April is sexual assault awareness month, so I found it more than fitting to post this article now; especially since I have seen very little promoting such an important cause. Recently I have seen and heard a number of different reactions to a series of different alleged sexual assaults. A lot of these comments were filled with ignorance, which makes me upset until I remember that most people are not taught nearly enough about sexual assaults. Typically whenever schools have assemblies about sexual assault and rape, they focus on telling boys not to do it and give tips to girls on how not to be a victim. However, this does little to prevent assaults from taking place and provides very little practical and useful information. The area in which I have noticed the largest information gap is in how to react when a victim of sexual assault comes forward. That is why I have made a short list of things to remember when a sexual assault case comes into the light.
1. Anything but Yes is a No
This should be a given, but for some reason it still isn’t. If you are doing anything physical with somebody, you MUST ask for consent. Even if it’s something as small as a kiss; if there is any doubt at all that the other person may not want to do whatever you are about to do, you have to stop and ask the other person involved. And it does not matter how many times you have done it in the past, if you two are dating, or even married; anybody is allowed to say no. If everyone respected this principle, then there would be no need for this article. But, unfortunately, certain people feel as though they do not have to respect other people’s bodies, which leads to sexual assault.

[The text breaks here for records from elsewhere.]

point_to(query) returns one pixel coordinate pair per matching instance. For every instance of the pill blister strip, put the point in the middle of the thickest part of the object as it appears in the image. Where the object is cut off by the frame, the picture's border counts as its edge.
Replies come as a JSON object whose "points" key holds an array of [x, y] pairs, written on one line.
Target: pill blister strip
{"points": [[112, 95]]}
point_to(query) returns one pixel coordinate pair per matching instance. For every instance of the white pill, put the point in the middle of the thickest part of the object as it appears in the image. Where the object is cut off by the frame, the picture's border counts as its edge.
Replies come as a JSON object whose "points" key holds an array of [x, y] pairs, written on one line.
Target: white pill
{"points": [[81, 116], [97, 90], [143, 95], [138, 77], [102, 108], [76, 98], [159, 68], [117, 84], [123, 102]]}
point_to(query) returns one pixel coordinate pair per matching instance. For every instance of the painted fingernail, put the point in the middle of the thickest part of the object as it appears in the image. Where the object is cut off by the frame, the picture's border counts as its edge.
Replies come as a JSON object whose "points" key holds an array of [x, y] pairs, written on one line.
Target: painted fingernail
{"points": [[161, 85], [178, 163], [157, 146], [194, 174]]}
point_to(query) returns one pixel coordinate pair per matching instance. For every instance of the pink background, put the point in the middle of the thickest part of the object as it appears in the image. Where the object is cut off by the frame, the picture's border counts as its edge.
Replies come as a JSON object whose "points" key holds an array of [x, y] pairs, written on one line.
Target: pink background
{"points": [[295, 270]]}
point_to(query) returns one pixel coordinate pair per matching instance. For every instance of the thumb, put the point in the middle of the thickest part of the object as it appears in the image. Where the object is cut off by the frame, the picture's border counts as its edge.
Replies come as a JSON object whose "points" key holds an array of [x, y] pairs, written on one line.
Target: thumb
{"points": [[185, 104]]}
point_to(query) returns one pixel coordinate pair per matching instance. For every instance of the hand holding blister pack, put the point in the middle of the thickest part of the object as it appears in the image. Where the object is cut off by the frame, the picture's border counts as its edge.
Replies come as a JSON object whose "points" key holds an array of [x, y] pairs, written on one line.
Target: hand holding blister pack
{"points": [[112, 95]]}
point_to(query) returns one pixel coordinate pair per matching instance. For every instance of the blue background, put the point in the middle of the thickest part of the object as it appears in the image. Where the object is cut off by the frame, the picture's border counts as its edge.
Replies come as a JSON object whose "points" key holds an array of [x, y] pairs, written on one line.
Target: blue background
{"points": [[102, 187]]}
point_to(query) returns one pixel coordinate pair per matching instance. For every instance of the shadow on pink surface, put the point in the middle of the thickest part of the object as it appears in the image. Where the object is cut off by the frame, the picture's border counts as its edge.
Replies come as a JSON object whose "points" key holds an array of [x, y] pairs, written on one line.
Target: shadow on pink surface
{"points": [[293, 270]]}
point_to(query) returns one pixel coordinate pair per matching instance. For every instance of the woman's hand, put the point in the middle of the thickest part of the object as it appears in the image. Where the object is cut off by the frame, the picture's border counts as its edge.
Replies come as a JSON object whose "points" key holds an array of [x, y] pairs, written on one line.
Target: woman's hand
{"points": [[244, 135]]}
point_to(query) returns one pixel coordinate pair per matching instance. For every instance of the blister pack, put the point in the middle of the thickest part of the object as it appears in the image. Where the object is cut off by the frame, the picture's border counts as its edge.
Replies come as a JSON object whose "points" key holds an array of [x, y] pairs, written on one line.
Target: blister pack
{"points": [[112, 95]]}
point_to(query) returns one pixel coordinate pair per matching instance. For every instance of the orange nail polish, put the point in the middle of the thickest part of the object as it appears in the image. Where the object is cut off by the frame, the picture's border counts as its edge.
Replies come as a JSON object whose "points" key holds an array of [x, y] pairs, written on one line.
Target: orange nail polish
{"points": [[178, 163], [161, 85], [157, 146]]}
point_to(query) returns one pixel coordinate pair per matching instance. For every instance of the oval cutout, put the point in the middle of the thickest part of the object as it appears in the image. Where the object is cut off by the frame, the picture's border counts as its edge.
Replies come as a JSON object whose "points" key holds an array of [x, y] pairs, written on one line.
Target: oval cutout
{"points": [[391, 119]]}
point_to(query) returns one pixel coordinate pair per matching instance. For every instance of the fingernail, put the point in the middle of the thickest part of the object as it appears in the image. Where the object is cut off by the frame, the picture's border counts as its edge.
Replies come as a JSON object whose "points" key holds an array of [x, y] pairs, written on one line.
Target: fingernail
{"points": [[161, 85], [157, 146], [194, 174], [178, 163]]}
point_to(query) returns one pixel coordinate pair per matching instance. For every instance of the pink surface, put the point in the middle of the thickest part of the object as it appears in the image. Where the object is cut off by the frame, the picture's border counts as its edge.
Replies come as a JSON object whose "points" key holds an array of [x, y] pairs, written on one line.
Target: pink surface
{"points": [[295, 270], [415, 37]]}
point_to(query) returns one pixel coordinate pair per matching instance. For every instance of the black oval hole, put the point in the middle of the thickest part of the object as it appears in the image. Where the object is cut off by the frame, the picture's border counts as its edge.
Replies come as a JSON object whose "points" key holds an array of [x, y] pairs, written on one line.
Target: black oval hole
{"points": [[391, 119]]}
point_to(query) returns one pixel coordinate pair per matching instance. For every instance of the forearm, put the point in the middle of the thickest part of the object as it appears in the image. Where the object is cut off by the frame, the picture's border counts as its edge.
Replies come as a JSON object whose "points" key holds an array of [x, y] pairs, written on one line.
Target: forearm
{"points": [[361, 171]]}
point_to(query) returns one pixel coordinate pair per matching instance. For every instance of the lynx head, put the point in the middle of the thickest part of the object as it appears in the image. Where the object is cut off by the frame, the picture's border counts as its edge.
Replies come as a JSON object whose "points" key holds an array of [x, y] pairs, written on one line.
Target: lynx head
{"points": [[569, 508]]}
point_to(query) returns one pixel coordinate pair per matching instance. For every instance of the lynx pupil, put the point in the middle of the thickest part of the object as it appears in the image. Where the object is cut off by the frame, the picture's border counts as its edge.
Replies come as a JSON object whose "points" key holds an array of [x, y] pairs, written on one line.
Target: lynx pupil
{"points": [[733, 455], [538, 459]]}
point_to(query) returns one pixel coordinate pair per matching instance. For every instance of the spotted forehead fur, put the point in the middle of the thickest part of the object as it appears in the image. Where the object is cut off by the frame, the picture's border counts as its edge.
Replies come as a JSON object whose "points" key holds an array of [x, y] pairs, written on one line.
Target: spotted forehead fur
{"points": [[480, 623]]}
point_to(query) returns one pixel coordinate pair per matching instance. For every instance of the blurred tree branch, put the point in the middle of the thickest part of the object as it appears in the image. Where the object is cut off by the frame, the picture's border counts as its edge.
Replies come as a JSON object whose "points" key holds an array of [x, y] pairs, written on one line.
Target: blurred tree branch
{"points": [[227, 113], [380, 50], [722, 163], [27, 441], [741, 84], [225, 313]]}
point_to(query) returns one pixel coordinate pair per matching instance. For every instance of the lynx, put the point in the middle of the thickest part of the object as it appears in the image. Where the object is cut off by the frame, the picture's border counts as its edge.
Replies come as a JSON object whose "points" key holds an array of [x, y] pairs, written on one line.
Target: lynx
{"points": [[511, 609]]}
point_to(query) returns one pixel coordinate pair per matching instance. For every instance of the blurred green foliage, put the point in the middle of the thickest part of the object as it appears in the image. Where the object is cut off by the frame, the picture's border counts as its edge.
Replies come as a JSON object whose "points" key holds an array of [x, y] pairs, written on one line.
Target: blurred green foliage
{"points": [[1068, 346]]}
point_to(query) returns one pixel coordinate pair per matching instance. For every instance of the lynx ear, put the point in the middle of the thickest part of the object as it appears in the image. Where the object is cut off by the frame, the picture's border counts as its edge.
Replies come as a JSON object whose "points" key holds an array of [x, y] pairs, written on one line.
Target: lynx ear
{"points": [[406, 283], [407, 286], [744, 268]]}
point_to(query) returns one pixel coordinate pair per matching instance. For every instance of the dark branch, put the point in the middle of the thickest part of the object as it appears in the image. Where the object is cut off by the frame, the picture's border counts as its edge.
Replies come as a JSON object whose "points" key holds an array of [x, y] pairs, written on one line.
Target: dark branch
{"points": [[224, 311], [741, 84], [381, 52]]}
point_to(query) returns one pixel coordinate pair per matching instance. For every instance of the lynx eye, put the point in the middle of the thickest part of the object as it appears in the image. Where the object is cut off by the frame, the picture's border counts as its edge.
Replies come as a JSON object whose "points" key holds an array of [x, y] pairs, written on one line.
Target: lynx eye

2.Anyone can be sexually assaulted/commit sexual assault
The stereotypical victim of a sexual assault is young females. While statistics have shown that they do make up the majority of cases, victims range from a number of different ages and gender. Men included.
There is also the false stereotype that rapist and sexual offenders are creepy men who hit on girls late at night. This is also a false assumption. Approximately 4 out of 5 assaults are committed by somebody that is known to the victim. Assaulters also often times have a very charming and charismatic personality. This is what makes them so dangerous, and unfortunately so successful, in committing these acts. They draw their victims close to them so that they have their full trust, and then take advantage of that. People are often times surprised to find out that a very likable and friendly boyfriend could be assaulting somebody; however, in reality, this is the common profile of a sexual offender.
3. If the assault happened recently, encourage them to go to the hospital with you
It is important in any case, and even more so in cases involving drugs, that the victim is looked at by a professional. First and foremost it is important for the victim's physical safety to make sure that they are not suffering from any injuries. In the case of drugs, it is important to get checked to make sure that there is no chance of an overdose or any other long lasting damages to the body.
Another reason that it is important to go to the hospital as soon as possible is to get evidence that the assault accrued. If the patient was raped within the last 72 hours, they are eligible to get a rape kit done, to prove that they were raped. Bruises, cuts, DNA found on clothing, can all be recorded at the hospital and stand up in a court of law.
4. Believe them! Even if they don’t have any “proof”
A lot of people use the phrase "innocent until proven guilty" to apply to cases of sexual assault. And while yes, if you are on the jury of a sexual assault case, that is the philosophy to follow, it is not the stance you should take when a victim comes forward to. The sad fact is, unless a person has medical evidence collected from doctors shortly after the assault happened, or footage of the assault taking place, there is no other hard evidence that can be presented. In many cases, the victims story is the only evidence that they have.
A surprisingly large amount of people think that it is common for women who consented to sex but regretted it later, or a crazy ex to falsely cry rape. However the truth is, only about 2% of all sexual charges are determined to be false. This is around the same, if not lower, than other felonies. So while yes, false accusations do happen, they are extremely rare.
5. If the assault happened a while ago and they are just opening up about it now DO NOT ask them why they didn’t go to the police
In a society where victims are often not believed or blamed for the assault, it is understandable why victims are often times not comfortable coming forward about what happened to them. In addition to the numerous amounts of emotional reasons victims do not come forward, there is also the fact that our justice system is not good at handling sexual assault cases. Out of every 100 rapes, only 32 of them get reported to police. Out of those 32 rapist, only 2 of them will spend a single night in prison. Unfortunately going to the authorities most of the time has no end result.
6. Make sure that you are getting the support that you need
Having a friend, family member, or significant other dealing with a sexual assault case would be hard on anybody. Obviously most of the attention and support is given to the victim, for obvious reasons, however those who are second-handedly affected need support to. You may feel at fault for not recognizing the red flags sooner or taking more action. It is also simply horrifying and sad to know that somebody close to you went through something so terrible. There is no doubt that all of this will eventually drain you both mentally and physically. That is why it is encouraged for anybody in this situation to seek counseling, or at least find somebody that they can talk to about their feelings openly with. It is not selfish or weak to need support, even if you are not the direct victim of a sexual assault.
7. Most importantly, just listen to them
It takes a lot of trust and courage for a victim of sexual assault to come forward about what happened to them. The best thing you can do is listen to everything they have to say. Allow them to let out all of their bottled up emotions and fears. It may not seem like much, but it will probably mean the world to the person you are talking to.